これは、戦前の住宅政策が、建設省(国土交通省)の前進である内務省土木局でなく、厚生労働省の前進である内務省社会局の担当だったことからも伺える。
戦後も、住宅公社などによる低所得者向けの「公営住宅供給」は、住宅政策の大きな柱であった。
この「柱」は、やはり堅持されなければならない。
しかし今、「社会政策としての住宅政策」にも、手法の見直しが必要だ。
かつての「公営住宅」は老朽化が進んでいる上、入居者は長く居住する傾向があるため、新たに発生した低所得者層の需要をなかなかまかなえない。
今後は、「住宅のセフティネットの確立」を住宅政策の基本に据えつつ、従来型の公営住宅建設一辺倒でなく、例えば、定期借家権を活用した民間空き家の活用など、多様な行政ツールの創造と活用が大切だ。

経済政策としての住宅政策にも転機が訪れている。
戦後の住宅不足の中、中流層の庶民が、新規着工の持ち家を購入することは、景気刺激策としても大きな効果を発揮した。
なぜなら、新規住宅購入は、電化製品、自動車など、他の関連製品の需要を喚起するからだ。
そして、これを支えたのが、住宅金融公庫による長期低利融資だった。
ところが、この面でも転機が訪れている。
住宅のストックは、量的にすでに充足され、しかも、わが国はすでに人口減社会に突入、長期的には住宅需要の減少が必至だ。
だから、これからは、従来型の公庫融資よりも、既存の中古住宅を流通しやすくする工夫が必要ということになる。
具体的には、中古住宅が、安全性や間取りの面でも、市場の評価に耐えられるよう、改修の促進を図ることが大切だし、ローン税制などで、中古住宅市況の活性化策を講じていくことが重要になる。

都市政策としての住宅政策にも転換が必要だ。
従来都市政策の面を担ってきたのは、やはり「公団」。そして、民間では、各種の「デベロッパー」だった。
高度成長期、各地にニュータウンが誕生し、公団等は、主として中流層をターゲットに、文化的、かつ、新たなライフスタイルを提供する役割を担った。
ところが、戦後に開発された「ニュータウン」などにおける住宅は、耐震性などの安全性、省エネ性能等環境への配慮という面で、性能的に劣るものが多い。
しかも、街は、急速に高齢化が進み、「空き屋」も増えている。
平成10年から15年までの5年間で、全国の空き家は、14.4%も増加、660万戸と、全住宅の12.24%に達しており、うち半数は、賃貸・売却用以外の、本物の「空き家」だ。
これは、防犯上も防災上も大問題。

住宅はもとより個人の資産だ。
しかしながら、今大切なことは、防災等の都市政策、環境政策の面から、既存の住宅群に対し、どのような手当や法的措置が必要かを考えていくことではないか。

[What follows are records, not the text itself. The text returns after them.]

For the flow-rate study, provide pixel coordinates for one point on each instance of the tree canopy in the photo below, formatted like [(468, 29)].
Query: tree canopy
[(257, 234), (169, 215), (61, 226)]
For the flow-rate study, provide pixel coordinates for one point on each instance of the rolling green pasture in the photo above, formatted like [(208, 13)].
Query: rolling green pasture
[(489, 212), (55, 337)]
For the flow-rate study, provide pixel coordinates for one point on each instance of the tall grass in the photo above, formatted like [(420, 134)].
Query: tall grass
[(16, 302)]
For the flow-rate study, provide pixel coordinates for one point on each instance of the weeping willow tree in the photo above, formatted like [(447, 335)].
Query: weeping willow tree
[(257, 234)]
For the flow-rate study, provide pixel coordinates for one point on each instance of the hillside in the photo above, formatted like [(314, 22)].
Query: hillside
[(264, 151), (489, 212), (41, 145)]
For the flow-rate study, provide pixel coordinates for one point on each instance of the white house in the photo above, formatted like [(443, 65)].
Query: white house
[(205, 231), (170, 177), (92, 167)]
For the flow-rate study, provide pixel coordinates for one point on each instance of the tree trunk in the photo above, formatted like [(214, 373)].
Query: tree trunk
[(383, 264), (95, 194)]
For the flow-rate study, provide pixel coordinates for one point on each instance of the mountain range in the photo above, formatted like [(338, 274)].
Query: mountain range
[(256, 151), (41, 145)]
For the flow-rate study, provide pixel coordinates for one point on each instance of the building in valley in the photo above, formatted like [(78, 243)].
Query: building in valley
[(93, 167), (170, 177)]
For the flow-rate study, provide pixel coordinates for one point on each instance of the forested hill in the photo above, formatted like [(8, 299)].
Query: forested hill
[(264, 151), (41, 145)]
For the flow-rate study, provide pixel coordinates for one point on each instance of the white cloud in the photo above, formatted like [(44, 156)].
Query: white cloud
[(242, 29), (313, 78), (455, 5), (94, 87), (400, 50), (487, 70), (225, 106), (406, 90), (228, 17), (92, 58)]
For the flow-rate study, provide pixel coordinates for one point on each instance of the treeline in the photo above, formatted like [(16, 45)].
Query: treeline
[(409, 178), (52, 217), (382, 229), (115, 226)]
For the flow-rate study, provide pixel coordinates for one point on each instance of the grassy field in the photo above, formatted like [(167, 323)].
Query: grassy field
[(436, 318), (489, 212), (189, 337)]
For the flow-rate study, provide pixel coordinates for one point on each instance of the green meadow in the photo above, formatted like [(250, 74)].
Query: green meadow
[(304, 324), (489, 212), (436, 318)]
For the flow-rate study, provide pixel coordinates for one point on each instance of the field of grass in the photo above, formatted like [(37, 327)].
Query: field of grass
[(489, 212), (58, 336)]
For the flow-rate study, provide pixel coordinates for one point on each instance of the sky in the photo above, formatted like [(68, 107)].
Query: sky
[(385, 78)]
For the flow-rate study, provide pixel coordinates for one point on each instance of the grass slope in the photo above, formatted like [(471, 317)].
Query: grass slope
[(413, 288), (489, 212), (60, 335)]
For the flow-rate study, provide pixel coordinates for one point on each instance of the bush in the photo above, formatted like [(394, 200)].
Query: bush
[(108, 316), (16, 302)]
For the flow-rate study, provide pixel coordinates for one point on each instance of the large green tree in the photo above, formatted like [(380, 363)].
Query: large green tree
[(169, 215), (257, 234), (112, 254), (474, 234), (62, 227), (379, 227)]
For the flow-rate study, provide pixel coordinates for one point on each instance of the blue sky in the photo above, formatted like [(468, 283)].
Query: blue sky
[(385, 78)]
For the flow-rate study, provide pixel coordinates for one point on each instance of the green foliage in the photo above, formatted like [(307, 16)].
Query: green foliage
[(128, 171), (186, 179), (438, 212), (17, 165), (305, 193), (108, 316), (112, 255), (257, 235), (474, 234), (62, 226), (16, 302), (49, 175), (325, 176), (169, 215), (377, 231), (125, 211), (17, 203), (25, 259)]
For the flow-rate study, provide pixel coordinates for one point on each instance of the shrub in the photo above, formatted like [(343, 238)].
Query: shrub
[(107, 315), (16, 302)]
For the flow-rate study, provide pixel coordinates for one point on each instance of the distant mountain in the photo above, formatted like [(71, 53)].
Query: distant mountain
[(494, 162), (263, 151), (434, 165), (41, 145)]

住宅金融公庫改革、都市再生機構改革などの今までの改革は、どちらかというと、「官から民へ」という「小泉構造改革」の一環として語られることが多いが、私は、今述べたような住宅政策の転換という文脈でも、その必要性を語ることができると思う。
でも、住宅政策改革は、公庫・公団の改革だけではない。
我々もしっかり知恵を出しながら、国民のための施策体系を構築していかなければなるまい。